Fractionner les tâches complexes - et les répéter
«Pour gagner, nous nous sommes inspirés de la manière dont les humains apprennent des compétences sophistiquées, un processus connu sous le nom d’entraînement segmenté dans le domaine des sciences du sport», explique le professeur Alexander Mathis. Cette approche a inspiré la méthode d’apprentissage par curriculum utilisée dans le modèle d’IA, où la tâche complexe de contrôle des mouvements de la main a été décomposée en parties plus petites et plus gérables.«Pour surmonter les limites des modèles d’apprentissage automatique actuels, nous avons appliqué une méthode appelée apprentissage renforcement basé sur un curriculum.

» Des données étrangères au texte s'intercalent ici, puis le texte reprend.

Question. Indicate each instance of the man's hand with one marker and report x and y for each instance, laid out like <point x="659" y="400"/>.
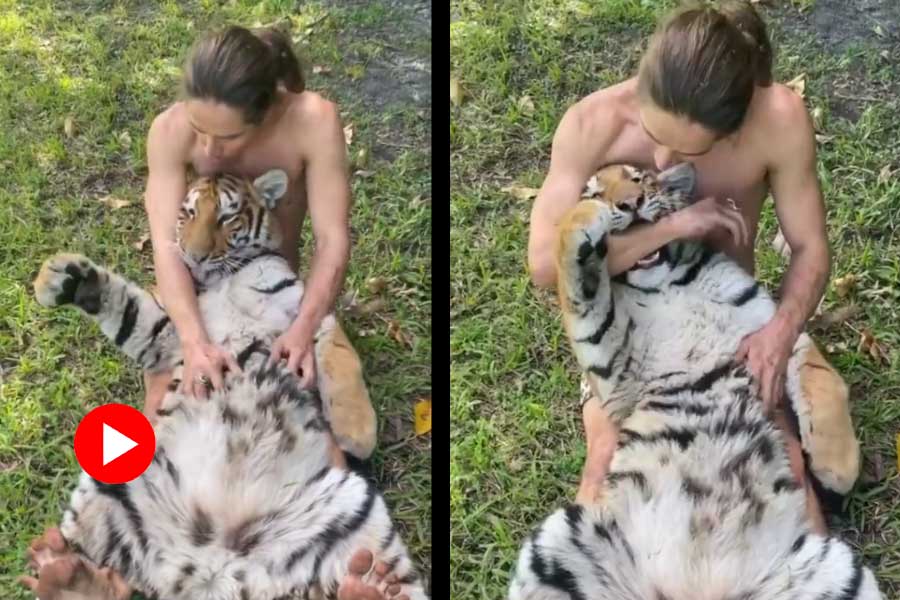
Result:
<point x="766" y="353"/>
<point x="296" y="344"/>
<point x="203" y="366"/>
<point x="708" y="215"/>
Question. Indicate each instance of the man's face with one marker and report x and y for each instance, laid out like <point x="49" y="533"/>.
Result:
<point x="676" y="138"/>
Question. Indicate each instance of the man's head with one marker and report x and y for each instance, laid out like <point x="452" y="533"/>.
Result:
<point x="697" y="78"/>
<point x="230" y="82"/>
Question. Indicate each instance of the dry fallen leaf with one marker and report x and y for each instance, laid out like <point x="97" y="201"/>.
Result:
<point x="798" y="84"/>
<point x="422" y="411"/>
<point x="115" y="203"/>
<point x="371" y="307"/>
<point x="817" y="114"/>
<point x="376" y="285"/>
<point x="526" y="105"/>
<point x="868" y="344"/>
<point x="348" y="134"/>
<point x="829" y="319"/>
<point x="844" y="285"/>
<point x="520" y="192"/>
<point x="142" y="242"/>
<point x="397" y="333"/>
<point x="362" y="158"/>
<point x="455" y="92"/>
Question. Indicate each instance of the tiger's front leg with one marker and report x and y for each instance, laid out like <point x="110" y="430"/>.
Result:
<point x="597" y="330"/>
<point x="127" y="314"/>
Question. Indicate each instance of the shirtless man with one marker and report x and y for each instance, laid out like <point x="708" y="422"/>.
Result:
<point x="704" y="94"/>
<point x="245" y="111"/>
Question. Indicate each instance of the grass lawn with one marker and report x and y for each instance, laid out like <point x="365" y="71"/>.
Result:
<point x="80" y="82"/>
<point x="516" y="437"/>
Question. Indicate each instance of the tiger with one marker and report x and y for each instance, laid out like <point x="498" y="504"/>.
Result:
<point x="700" y="502"/>
<point x="246" y="496"/>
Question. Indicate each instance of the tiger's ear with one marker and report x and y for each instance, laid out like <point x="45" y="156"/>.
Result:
<point x="271" y="186"/>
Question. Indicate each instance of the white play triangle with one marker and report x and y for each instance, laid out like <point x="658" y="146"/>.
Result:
<point x="115" y="444"/>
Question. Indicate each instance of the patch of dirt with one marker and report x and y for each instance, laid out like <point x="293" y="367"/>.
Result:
<point x="837" y="26"/>
<point x="399" y="78"/>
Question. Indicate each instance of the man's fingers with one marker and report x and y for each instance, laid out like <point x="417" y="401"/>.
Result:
<point x="309" y="371"/>
<point x="232" y="363"/>
<point x="29" y="582"/>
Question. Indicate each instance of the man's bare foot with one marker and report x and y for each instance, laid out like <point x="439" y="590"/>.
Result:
<point x="367" y="583"/>
<point x="63" y="575"/>
<point x="600" y="434"/>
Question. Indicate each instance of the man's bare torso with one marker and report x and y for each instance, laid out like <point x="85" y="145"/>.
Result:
<point x="279" y="148"/>
<point x="735" y="168"/>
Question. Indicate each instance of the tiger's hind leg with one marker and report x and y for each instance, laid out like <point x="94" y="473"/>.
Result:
<point x="820" y="399"/>
<point x="127" y="314"/>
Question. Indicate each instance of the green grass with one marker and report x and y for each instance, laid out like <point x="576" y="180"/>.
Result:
<point x="516" y="437"/>
<point x="110" y="66"/>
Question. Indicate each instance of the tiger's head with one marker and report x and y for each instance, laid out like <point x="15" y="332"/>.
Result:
<point x="647" y="196"/>
<point x="225" y="221"/>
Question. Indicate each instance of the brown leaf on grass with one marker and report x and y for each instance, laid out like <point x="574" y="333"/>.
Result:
<point x="362" y="159"/>
<point x="422" y="411"/>
<point x="348" y="133"/>
<point x="456" y="94"/>
<point x="376" y="285"/>
<point x="817" y="114"/>
<point x="844" y="285"/>
<point x="869" y="345"/>
<point x="395" y="331"/>
<point x="115" y="203"/>
<point x="141" y="243"/>
<point x="526" y="105"/>
<point x="829" y="319"/>
<point x="396" y="428"/>
<point x="371" y="307"/>
<point x="798" y="85"/>
<point x="520" y="192"/>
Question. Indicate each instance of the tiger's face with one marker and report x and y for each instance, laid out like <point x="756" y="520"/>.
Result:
<point x="646" y="196"/>
<point x="226" y="220"/>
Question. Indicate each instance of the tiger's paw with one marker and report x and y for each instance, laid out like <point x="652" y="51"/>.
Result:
<point x="69" y="279"/>
<point x="63" y="575"/>
<point x="368" y="580"/>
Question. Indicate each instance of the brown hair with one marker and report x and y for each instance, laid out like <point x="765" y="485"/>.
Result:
<point x="703" y="64"/>
<point x="242" y="68"/>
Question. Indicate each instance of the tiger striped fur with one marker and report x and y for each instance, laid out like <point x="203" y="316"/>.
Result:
<point x="242" y="500"/>
<point x="700" y="502"/>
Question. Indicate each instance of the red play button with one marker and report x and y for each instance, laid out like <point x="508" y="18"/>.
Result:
<point x="114" y="443"/>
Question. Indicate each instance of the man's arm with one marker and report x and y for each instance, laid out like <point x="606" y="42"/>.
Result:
<point x="570" y="167"/>
<point x="328" y="195"/>
<point x="801" y="215"/>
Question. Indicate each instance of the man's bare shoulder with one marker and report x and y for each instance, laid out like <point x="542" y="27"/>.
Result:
<point x="590" y="126"/>
<point x="172" y="130"/>
<point x="783" y="118"/>
<point x="311" y="113"/>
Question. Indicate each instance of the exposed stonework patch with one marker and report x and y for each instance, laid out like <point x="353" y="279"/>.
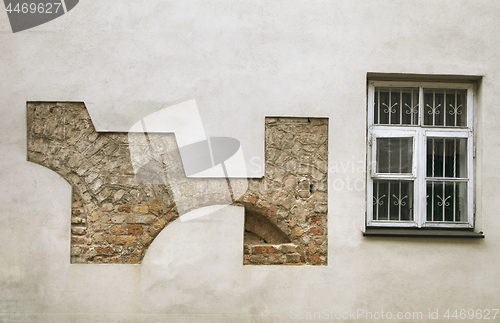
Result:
<point x="117" y="211"/>
<point x="293" y="194"/>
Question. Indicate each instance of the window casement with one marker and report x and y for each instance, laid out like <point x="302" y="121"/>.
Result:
<point x="420" y="155"/>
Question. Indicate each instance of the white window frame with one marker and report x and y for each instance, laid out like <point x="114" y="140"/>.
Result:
<point x="419" y="133"/>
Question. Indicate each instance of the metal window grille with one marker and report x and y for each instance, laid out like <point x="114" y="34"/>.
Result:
<point x="420" y="154"/>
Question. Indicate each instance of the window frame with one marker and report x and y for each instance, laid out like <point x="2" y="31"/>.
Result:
<point x="419" y="133"/>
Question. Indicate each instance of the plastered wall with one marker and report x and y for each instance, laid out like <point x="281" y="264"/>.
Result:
<point x="242" y="61"/>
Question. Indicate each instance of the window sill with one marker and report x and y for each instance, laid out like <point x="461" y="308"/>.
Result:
<point x="429" y="233"/>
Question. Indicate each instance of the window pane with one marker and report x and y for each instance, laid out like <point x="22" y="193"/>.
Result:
<point x="445" y="107"/>
<point x="447" y="201"/>
<point x="447" y="157"/>
<point x="394" y="155"/>
<point x="396" y="106"/>
<point x="392" y="200"/>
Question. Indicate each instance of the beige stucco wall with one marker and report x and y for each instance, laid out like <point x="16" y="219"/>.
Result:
<point x="241" y="61"/>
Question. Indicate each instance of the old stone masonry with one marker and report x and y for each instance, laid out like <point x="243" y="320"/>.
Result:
<point x="117" y="210"/>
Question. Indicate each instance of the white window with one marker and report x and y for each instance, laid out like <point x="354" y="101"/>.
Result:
<point x="420" y="155"/>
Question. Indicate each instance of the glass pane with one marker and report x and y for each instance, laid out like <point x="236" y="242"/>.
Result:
<point x="396" y="106"/>
<point x="447" y="201"/>
<point x="447" y="157"/>
<point x="392" y="200"/>
<point x="445" y="107"/>
<point x="394" y="155"/>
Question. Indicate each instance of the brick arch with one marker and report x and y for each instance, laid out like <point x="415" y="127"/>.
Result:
<point x="117" y="214"/>
<point x="257" y="222"/>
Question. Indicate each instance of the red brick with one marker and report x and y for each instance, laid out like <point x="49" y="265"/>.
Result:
<point x="135" y="229"/>
<point x="315" y="259"/>
<point x="118" y="229"/>
<point x="124" y="208"/>
<point x="252" y="199"/>
<point x="316" y="230"/>
<point x="108" y="251"/>
<point x="316" y="219"/>
<point x="156" y="208"/>
<point x="141" y="219"/>
<point x="141" y="208"/>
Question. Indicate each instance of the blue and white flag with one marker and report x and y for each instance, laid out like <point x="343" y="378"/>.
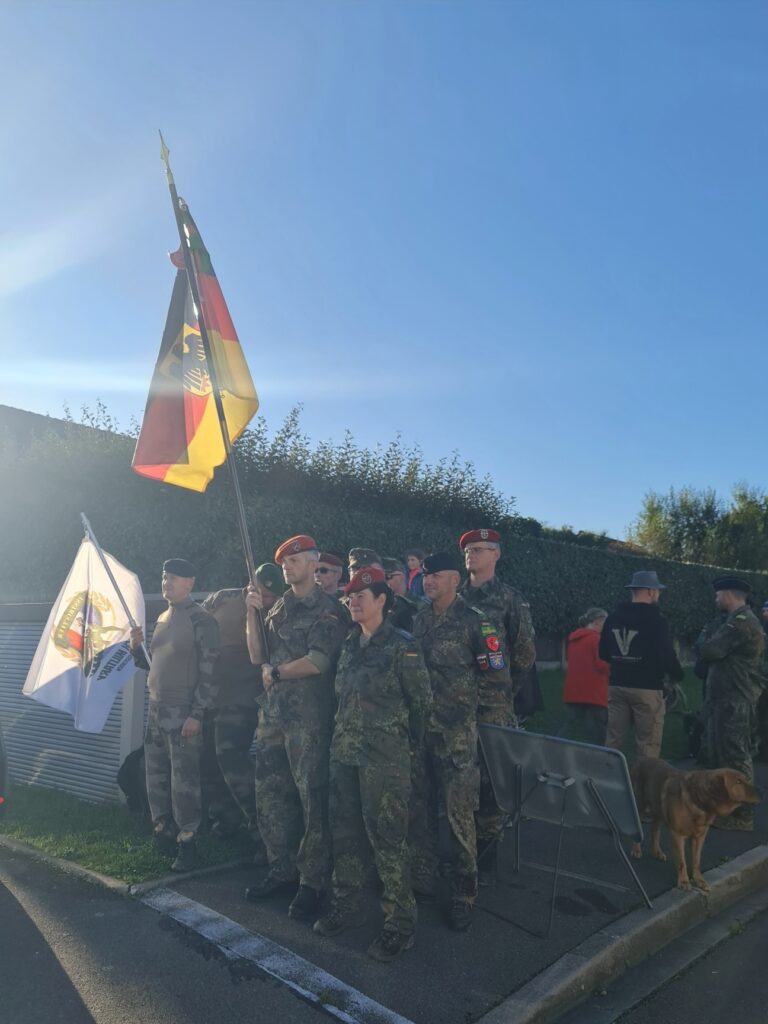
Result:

Après 32 étapes et près de 400 heures d’entraînement, nous avons réussi à entraîner un réseau neuronal à contrôler avec précision un modèle réaliste de la main humaine», déclare Alberto Chiappa.
Une des clés du succès du modèle réside dans sa capacité à reconnaître et à utiliser des motifs de mouvements répétitifs de base appelés primitives motrices. Cette approche d’apprentissage comportemental pourrait éclairer les neurosciences quant au rôle du cerveau dans l’apprentissage des primitives motrices pour maîtriser de nouvelles tâches. Cette interaction complexe entre le cerveau et la manipulation musculaire illustre à quel point il est difficile de créer des machines et des prothèses qui imitent véritablement les mouvements humains.
«Il faut un large éventail de mouvements et un modèle qui ressemble à un cerveau humain pour accomplir diverses tâches quotidiennes. Même si chaque tâche peut être décomposée en petites parties, chacune nécessite un ensemble différent de ces primitives motrices pour être bien réalisée», souligne Alexander Mathis.
Cette recherche nous offre une base scientifique solide qui renforce notre stratégie.
Silverstro Micera
Exploiter l’IA pour explorer et comprendre les systèmes biologiques
Silvestro Micera, un chercheur de premier plan en neuroprothèses à l’Institut Neuro X de l’EPFL et collaborateur de Mathis, souligne l’importance cruciale de cette recherche pour comprendre le potentiel futur et les limites actuelles des prothèses, même les plus avancées. «Ce qui nous manque vraiment aujourd’hui, c’est une compréhension plus approfondie de la manière dont les mouvements des doigts et le contrôle moteur, lors de la préhension, sont réalisés. Ce travail va exactement dans cette direction cruciale», note le professeur Micera. «Nous savons à quel point il est important de connecter les prothèses au système nerveux, et cette recherche nous offre une base scientifique solide qui renforce notre stratégie.»Abigail Ingster, une étudiante en Bachelor au moment de la compétition et lauréate de la bourse Summer in the Lab de l’EPFL, a joué un rôle central dans l’analyse de la politique d’apprentissage. Avec sa bourse soutenant une expérience de recherche pratique, Abigail a travaillé en étroite collaboration avec Alberto Chiappa, doctorant, et le professeur Mathis pour explorer les mécanismes complexes de la politique d’apprentissage de l’IA.